V. Conclusions and Recommendation

The petitioner's learning in the law is sufficient, her charitable and work activities since her suspension are admirable, and we credit her sincere desire to help people. Given that she would work only for her son, who would closely monitor her work, and that she would not handle client funds or be a signatory on any office account, her reinstatement would not be detrimental to the public or the administration of justice. The central issue in this matter is whether the petitioner truly understood and accepted the intentional nature of her misconduct. While the petitioner's expressions of remorse and acceptance of the intentional nature of her misconduct were not stated as we might have preferred, we credit the testimony of Dr. MacDonald and other evidence that she now understands and accepts it.

We recommend that the petitioner be reinstated, subject to a monitoring agreement acceptable to bar counsel that would be executed by both the petitioner and her son. While we leave the wording of the agreement to the patties, we recommend that it require Mr. Novinsky to notify bar counsel if the petitioner seeks to practice law other than under his direct supervision and any conditions he imposes.

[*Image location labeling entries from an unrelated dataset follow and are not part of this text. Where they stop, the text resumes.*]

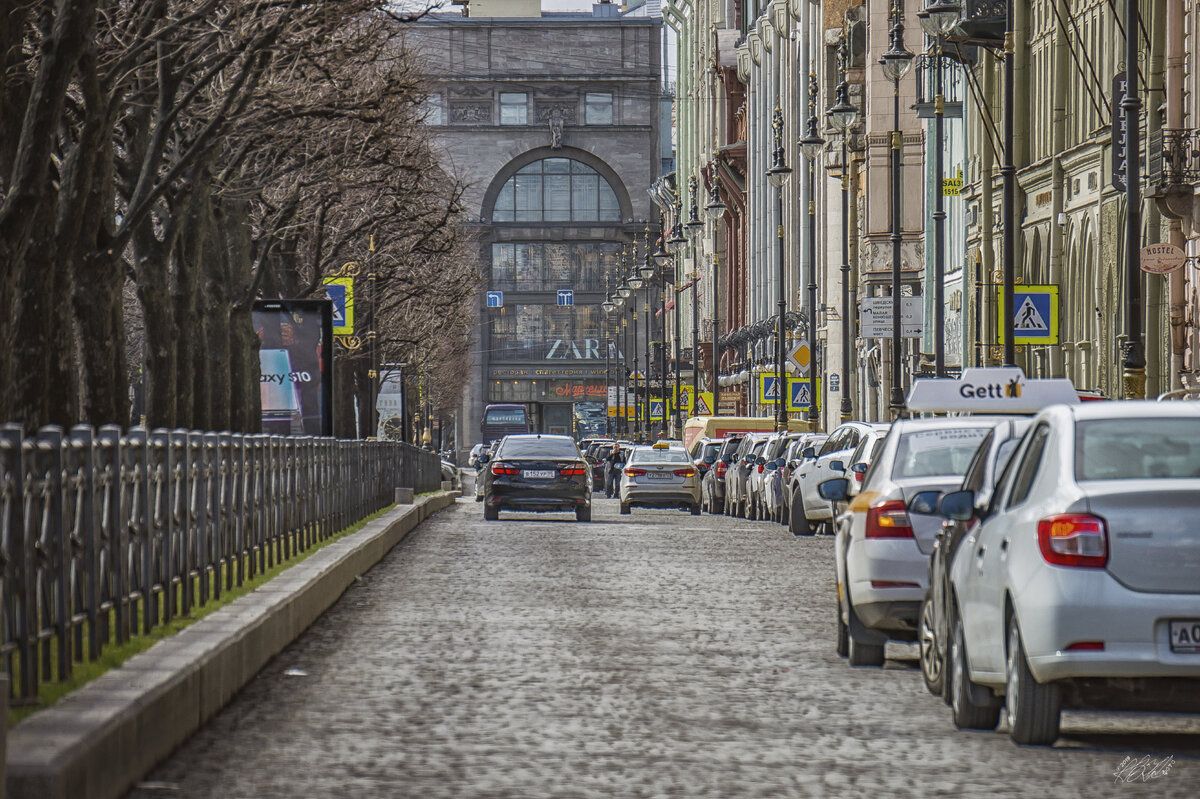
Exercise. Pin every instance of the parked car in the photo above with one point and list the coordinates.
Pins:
(538, 473)
(712, 490)
(660, 476)
(815, 511)
(766, 481)
(933, 629)
(737, 476)
(1077, 584)
(881, 554)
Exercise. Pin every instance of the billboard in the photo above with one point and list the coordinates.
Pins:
(295, 340)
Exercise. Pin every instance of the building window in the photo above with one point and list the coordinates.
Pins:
(557, 190)
(543, 266)
(598, 108)
(432, 112)
(514, 108)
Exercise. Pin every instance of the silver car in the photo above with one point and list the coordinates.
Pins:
(881, 554)
(1079, 583)
(660, 476)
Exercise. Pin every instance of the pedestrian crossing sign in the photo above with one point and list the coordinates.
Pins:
(1035, 314)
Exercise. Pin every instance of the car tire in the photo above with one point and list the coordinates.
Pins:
(799, 522)
(843, 635)
(933, 665)
(966, 713)
(1033, 709)
(862, 653)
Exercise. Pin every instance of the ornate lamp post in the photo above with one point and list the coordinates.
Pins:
(844, 115)
(937, 20)
(813, 145)
(778, 175)
(895, 64)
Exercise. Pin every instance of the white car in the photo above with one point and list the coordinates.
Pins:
(881, 553)
(809, 510)
(1079, 583)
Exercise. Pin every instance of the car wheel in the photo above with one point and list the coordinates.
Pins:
(1033, 708)
(799, 523)
(843, 634)
(967, 714)
(931, 664)
(862, 653)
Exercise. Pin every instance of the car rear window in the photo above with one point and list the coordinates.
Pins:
(659, 456)
(936, 452)
(539, 448)
(1125, 449)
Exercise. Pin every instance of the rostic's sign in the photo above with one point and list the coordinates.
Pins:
(1003, 390)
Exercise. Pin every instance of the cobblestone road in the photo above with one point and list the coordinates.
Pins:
(653, 655)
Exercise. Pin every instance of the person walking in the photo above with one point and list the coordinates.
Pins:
(616, 463)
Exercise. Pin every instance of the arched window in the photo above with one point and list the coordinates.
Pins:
(556, 190)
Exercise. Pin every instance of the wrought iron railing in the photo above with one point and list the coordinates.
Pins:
(106, 532)
(1174, 158)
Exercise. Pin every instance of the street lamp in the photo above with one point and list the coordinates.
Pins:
(811, 145)
(778, 175)
(895, 64)
(939, 19)
(844, 116)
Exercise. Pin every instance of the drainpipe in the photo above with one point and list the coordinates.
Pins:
(1175, 60)
(1057, 145)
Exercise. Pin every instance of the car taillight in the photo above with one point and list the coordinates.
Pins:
(1074, 540)
(888, 520)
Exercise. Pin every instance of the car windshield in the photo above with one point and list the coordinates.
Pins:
(648, 455)
(935, 452)
(1123, 449)
(538, 448)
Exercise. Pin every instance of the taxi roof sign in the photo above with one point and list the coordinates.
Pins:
(990, 390)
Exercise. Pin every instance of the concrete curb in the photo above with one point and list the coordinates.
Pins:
(99, 742)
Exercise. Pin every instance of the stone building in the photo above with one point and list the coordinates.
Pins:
(553, 120)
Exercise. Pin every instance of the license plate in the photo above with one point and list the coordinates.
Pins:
(1186, 636)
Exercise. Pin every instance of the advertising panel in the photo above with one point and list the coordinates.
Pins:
(295, 359)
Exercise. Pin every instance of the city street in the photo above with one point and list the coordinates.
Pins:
(651, 655)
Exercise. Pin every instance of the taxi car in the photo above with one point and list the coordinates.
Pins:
(660, 476)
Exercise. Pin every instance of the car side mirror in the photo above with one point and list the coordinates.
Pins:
(958, 505)
(835, 490)
(924, 503)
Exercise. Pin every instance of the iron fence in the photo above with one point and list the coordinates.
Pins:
(106, 533)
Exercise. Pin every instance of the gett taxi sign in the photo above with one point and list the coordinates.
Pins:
(1003, 390)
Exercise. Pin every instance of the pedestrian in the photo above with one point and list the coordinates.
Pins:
(616, 464)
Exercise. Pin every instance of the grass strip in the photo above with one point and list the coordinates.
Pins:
(113, 655)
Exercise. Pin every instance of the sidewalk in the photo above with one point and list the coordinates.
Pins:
(100, 740)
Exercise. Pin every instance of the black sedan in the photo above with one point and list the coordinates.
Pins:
(538, 473)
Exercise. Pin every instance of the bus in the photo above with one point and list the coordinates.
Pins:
(501, 420)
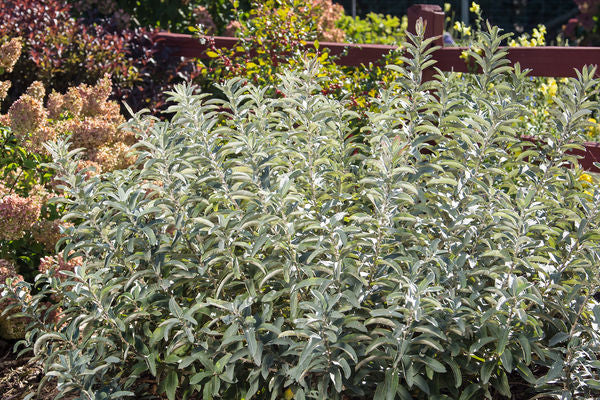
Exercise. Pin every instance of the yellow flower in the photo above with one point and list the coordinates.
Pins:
(586, 179)
(288, 395)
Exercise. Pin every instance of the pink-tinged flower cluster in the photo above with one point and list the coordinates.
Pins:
(328, 14)
(9, 54)
(11, 328)
(26, 115)
(7, 270)
(18, 214)
(203, 17)
(36, 141)
(36, 90)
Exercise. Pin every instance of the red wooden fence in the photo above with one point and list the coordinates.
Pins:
(543, 61)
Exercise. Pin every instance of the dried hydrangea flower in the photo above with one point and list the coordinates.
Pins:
(11, 328)
(26, 115)
(36, 90)
(18, 214)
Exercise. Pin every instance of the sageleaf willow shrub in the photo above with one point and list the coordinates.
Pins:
(256, 251)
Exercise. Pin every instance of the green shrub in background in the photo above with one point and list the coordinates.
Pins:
(256, 251)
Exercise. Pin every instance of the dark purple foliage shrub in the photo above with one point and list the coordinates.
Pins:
(62, 51)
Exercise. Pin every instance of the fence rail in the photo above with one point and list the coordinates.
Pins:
(549, 61)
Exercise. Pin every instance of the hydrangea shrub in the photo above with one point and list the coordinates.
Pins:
(29, 223)
(258, 250)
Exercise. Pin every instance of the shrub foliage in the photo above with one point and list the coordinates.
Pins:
(257, 251)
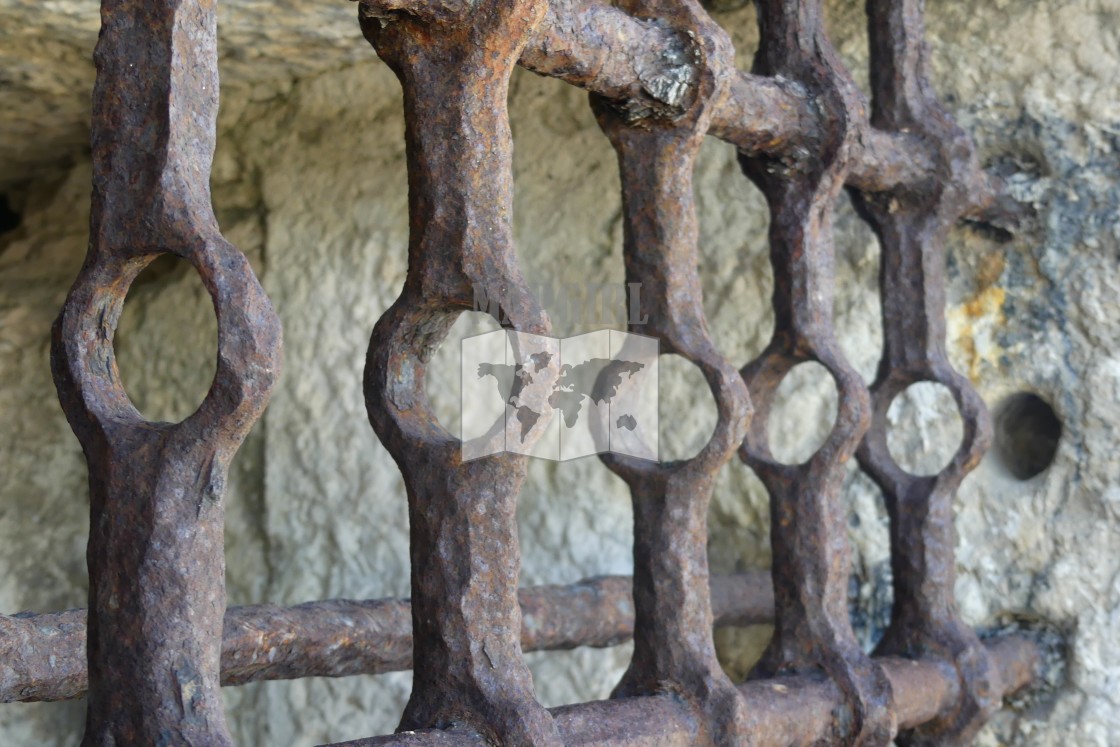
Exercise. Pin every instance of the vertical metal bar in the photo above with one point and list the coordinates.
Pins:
(811, 559)
(912, 225)
(454, 65)
(157, 593)
(673, 649)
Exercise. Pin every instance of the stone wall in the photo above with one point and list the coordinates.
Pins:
(309, 181)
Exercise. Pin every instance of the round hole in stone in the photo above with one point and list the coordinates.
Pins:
(166, 341)
(9, 217)
(803, 413)
(687, 410)
(924, 428)
(1027, 433)
(445, 371)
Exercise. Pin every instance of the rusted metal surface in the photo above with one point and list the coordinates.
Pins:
(790, 710)
(454, 65)
(912, 224)
(43, 656)
(157, 587)
(662, 77)
(673, 649)
(809, 532)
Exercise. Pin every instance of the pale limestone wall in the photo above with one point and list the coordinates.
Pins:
(309, 181)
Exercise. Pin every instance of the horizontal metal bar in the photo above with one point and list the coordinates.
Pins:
(794, 710)
(43, 656)
(603, 49)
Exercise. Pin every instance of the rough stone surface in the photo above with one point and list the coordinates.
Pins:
(309, 181)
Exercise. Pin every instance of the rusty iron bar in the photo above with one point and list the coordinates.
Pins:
(809, 532)
(664, 77)
(787, 710)
(156, 561)
(43, 656)
(673, 647)
(454, 61)
(912, 225)
(645, 68)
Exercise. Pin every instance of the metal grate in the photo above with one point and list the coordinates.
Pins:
(661, 72)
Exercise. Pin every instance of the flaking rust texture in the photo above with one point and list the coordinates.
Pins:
(673, 650)
(157, 586)
(662, 77)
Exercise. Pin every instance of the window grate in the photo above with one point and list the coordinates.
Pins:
(159, 642)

We credit Mr. Novinsky's statements that the petitioner will not handle client funds and will not be a signatory on any office bank accounts, so we do not find it necessary to make this a formal condition of the petitioner's reinstatement.

The petitioner has agreed to continue in regular therapy sessions with Dr. MacDonald. (Tr. 86-87, 348, 351-352, petitioner). We recommend that, as another condition of reinstatement, the petitioner continue regular therapy sessions with Dr. MacDonald for at least two years following her reinstatement; that Dr. MacDonald report to bar counsel at least twice a year that the petitioner is continuing her regular therapy sessions; and that Dr. MacDonald notify bar counsel if the petitioner discontinues their therapy sessions within two years of her reinstatement. Dr. MacDonald has agreed to perform this role.

For the foregoing reasons, we recommend that the petition for reinstatement filed by Gail M. Thalheimer be allowed, subject to the conditions stated above.

Respectfully submitted,
By the Hearing Panel,

Vincent J. Pisegna, Esq., Chair

Michael G. Tracy, Esq., Member

Francis P. Keough, Member

Filed: 10/15/15

 

 

1 Bar counsel also said, "I don't doubt her sincerity. Nobody doubts her sincerity. I don't doubt that she's earnest and tried to work on these issues."

2 Another of her more convoluted explanations was as follows: "It was almost like I was taking from Peter and paying Paul without even knowing I was doing that. I got myself into very bad record-keeping; and frankly, sir, I find that to be very intentional when you cannot keep track of your books. It's not like I took a check out and cashed it. It's not like I took another check out and cashed it. It all got commingled." (Tr. 69, petitioner).

3 It is clear that Mr. Novinsky already closely supervises the petitioner's activities as a paralegal in his office. (Tr. 319-321, Novinsky).